Two ESTACA teams at the ISAE Group schools’ drone challenge
The ISAE Group (ISAE-SUPAERO, ISAE-ENSMA, ISAE-SUPMECA, Ecole de l’Air et de l’Espace, ENAC and ESTACA) organized its very first Drone Challenge at the end of November in partnership with GIFAS. The event enabled students from member schools to meet, exchange and compete in a drone race.
Developing an autonomous drone
Each school enters two teams in the competition. In July, all registered participants received a link to access the drone racing simulator developed by Pierre-Yves Brulin, a doctoral student at ESTACA’LAB, and the PYTHON basic code (programming language) to control the drone developed by Fouad Khenfri, a teacher-researcher at ESTACA’LAB. Some teams also used SIMULINK code (a model-based development tool for engineering systems) to control the drone.
The code provided works for simple scenarios and routes. The students taking part in the competition had to learn this code and develop its functions to make the drone autonomous and fast. First, the students developed the algorithm on a simulator by exploring different routes. In October, each team received a drone (Tello EDU) to test the algorithm and configure it on a real drone.
The teams improved their program so that the drone could cover the route autonomously with different trajectories, passing through doors and arches and doing turns during the race, to finish the course as quickly as possible.
Competing and exchanging with other ISAE Group schools
Following manual piloting and calibration tests of the algorithm, the participants only discovered the course at the final moment. The 10 teams were judged on the speed of the drone with a time trial to determine the winning team.
The event was also an opportunity to discuss drones in general within the group.

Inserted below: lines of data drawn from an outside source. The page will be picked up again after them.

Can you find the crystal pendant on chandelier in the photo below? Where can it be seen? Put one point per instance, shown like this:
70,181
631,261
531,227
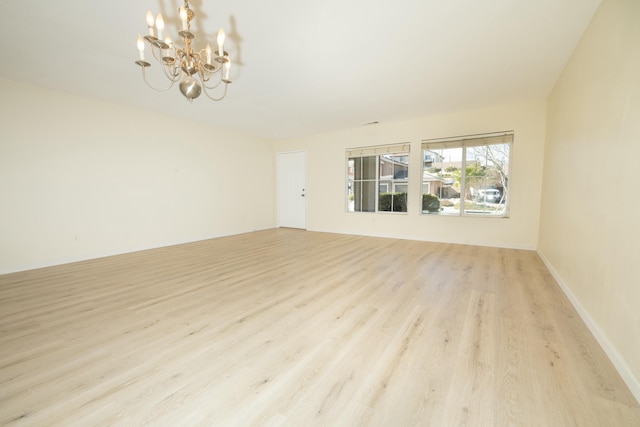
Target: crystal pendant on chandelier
190,88
197,71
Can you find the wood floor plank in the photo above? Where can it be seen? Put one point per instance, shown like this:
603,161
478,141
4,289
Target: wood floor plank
288,327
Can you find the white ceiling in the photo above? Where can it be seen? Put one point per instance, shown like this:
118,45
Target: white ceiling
305,66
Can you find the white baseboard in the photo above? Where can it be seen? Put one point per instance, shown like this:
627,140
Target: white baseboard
618,361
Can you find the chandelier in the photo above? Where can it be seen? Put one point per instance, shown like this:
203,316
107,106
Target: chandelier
197,71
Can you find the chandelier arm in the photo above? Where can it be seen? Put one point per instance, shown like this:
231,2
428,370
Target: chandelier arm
144,77
204,84
204,89
173,74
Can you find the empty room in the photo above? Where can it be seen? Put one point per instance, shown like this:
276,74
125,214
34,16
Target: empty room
302,213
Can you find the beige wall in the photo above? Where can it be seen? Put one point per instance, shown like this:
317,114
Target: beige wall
590,217
326,178
81,179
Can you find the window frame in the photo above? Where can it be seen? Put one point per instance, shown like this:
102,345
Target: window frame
464,143
402,149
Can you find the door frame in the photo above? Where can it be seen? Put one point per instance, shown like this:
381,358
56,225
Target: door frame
306,192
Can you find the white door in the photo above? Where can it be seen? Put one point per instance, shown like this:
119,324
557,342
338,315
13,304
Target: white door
292,205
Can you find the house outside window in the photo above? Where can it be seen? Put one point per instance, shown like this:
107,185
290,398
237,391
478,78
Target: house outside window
467,175
377,178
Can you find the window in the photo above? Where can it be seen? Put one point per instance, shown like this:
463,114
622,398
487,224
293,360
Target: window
467,175
377,178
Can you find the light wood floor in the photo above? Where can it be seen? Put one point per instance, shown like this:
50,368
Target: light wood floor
287,327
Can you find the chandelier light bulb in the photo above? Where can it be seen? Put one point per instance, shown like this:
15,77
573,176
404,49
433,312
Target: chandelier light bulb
183,17
141,47
221,42
227,66
160,25
150,22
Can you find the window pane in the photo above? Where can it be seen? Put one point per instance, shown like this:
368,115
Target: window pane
441,183
368,196
486,179
369,167
393,175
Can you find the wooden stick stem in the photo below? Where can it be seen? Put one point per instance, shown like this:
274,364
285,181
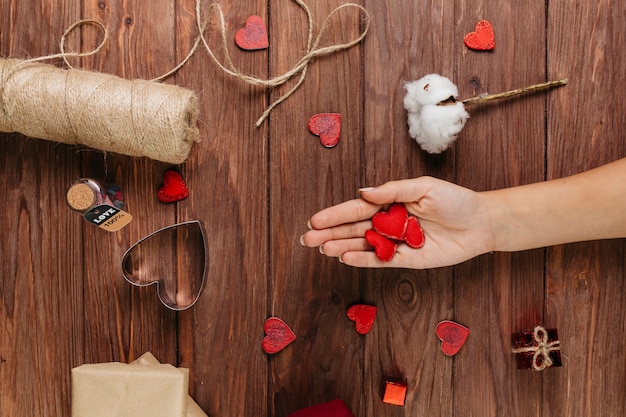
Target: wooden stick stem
516,92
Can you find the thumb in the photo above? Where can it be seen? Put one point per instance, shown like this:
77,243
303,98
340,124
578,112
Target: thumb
401,191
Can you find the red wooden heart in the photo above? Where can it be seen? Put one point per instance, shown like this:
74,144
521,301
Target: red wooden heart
327,126
253,36
392,223
385,248
363,316
174,187
483,39
414,235
452,336
278,335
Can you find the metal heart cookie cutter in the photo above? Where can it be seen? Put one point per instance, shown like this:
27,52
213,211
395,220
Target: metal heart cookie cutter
175,259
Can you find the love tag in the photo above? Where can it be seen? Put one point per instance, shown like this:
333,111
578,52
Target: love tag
253,36
327,126
363,316
452,336
482,39
277,335
108,217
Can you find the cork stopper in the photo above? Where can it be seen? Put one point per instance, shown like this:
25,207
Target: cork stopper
80,196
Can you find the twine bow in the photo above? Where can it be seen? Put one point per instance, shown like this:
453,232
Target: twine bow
541,351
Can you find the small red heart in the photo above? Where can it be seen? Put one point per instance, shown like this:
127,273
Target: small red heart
278,335
414,235
327,126
253,36
385,248
452,336
483,39
174,187
363,316
392,223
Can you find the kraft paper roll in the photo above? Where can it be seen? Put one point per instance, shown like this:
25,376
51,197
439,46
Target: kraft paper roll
100,111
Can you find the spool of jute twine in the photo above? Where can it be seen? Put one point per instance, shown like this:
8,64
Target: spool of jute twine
100,111
131,117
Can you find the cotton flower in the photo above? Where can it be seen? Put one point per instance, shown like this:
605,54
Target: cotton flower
435,116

Alban Galabert, head of ESTACA’s aeronautics program, spoke about the insertion of drones in airspace. Pierre-Yves BRULIN, a 2019 ESTACA graduate, presented his research thesis at ESTACA’LAB entitled “Design and optimization of an intelligent and scalable modular drone” in collaboration with the company Hexadrone, as part of CIFRE (Industrial Conventions for Training through Research) funding.